Para, no entanto, desenhar essa política pública dentro de uma esfera de poder, tem-se que discutir dois aspectos: estrutura para realização desses trabalhos (reforma estrutural) e estrutura da política pública. Deve-se incentivar a criação de uma estrutura política institucional, que obedeça a organogramas pré-estabelecidos, livres de ingerências corporativas ou de favores pessoais. Apenas assim será possível uma maior profissionalização do setor ao mesmo tempo em que se garanta uma maior democracia de acesso, produção, criação e distribuição do bem cultural.
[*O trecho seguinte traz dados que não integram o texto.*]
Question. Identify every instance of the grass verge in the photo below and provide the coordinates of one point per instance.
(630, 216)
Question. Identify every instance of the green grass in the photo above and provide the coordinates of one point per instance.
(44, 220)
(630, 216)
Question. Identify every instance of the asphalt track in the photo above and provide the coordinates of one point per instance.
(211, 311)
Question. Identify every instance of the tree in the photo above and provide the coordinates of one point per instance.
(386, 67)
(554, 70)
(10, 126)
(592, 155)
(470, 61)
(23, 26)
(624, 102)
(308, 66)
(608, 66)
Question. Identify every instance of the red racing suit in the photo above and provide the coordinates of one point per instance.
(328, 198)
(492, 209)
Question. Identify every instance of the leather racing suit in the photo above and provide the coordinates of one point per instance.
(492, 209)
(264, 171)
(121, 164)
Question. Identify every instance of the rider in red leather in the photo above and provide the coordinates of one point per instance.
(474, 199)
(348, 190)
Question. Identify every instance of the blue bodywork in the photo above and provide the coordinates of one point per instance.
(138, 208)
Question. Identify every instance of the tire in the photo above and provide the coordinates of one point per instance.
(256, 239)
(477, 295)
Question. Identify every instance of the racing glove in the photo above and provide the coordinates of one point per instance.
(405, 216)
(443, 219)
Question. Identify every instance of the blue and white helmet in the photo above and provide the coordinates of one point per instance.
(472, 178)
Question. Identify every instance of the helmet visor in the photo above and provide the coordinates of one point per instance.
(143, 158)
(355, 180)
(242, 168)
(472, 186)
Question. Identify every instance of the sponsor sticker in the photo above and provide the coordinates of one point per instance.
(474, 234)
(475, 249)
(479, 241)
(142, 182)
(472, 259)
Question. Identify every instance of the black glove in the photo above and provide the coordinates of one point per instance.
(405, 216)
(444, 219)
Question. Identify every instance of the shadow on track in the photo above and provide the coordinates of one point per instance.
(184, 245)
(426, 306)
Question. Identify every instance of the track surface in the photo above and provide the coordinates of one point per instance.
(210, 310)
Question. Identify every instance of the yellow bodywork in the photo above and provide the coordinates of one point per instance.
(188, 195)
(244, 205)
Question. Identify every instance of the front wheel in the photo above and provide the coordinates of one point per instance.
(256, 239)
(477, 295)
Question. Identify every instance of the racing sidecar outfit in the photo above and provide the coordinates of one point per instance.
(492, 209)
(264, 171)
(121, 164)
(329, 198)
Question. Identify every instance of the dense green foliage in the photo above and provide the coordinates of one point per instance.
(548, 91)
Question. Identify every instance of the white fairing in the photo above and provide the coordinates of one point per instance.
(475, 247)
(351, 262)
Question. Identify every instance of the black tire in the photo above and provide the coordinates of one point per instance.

Alguns ramos do setor cultural acostumaram-se a trabalhar com preconceitos, como o que condena o financiamento público de instituições. No entanto, isso se dá pela falta de uma visão global de uma política pública. Os institutos culturais deverão ser inseridos em uma estratégia de Estado e podem – e devem – utilizar parcela de recursos públicos nas suas ações culturais. Não existe nenhum mal nisso. O direcionamento público das políticas de Estado é que deve definir os ambientes prioritários de financiamento. No caso de se começar a discussão falando sobre financiamento, sem a definição desta maquete conceitual necessária, permanecemos com a dúvida: Financiar o quê? De que maneira? Ou quem sabe cair no discurso corporativo, em que a última instância não é o fim público, atendendo aos pequenos lobbies de artistas e produtores de cada segmento.

Portanto, defender a extinção das leis de incentivo fiscal à cultura é um atraso. Quem conhece minimamente a máquina do Estado sabe que a extinção do incentivo não aumenta o recurso orçamentário. A proposta do Governo Federal em se substituir as leis de incentivo fiscal por fundos nos estados fará cair, em Minas Gerais, por exemplo, a quantia do destino de ICMS de 3 para 0,5% do total arrecado por esse tributo. Assim, mantido o incentivo como forma de ampliar as fontes de financiamento à cultura, tem-se que discutir quais devem ser as ações a serem financiadas pelos incentivos e quanto se deve exigir de aporte da iniciativa privada e quanto do poder público. Mas isso só é possível com os desenhos e priorizações das políticas, propostos anteriormente. Caso contrário, a política pública pode surgir como uma triste surpresa, escondida dentro de um diálogo pseudo-democrático.


Michel Nicolau Netto é consultor em políticas culturais da Brant Associados.; é formado em Direito e especializado em políticas culturais.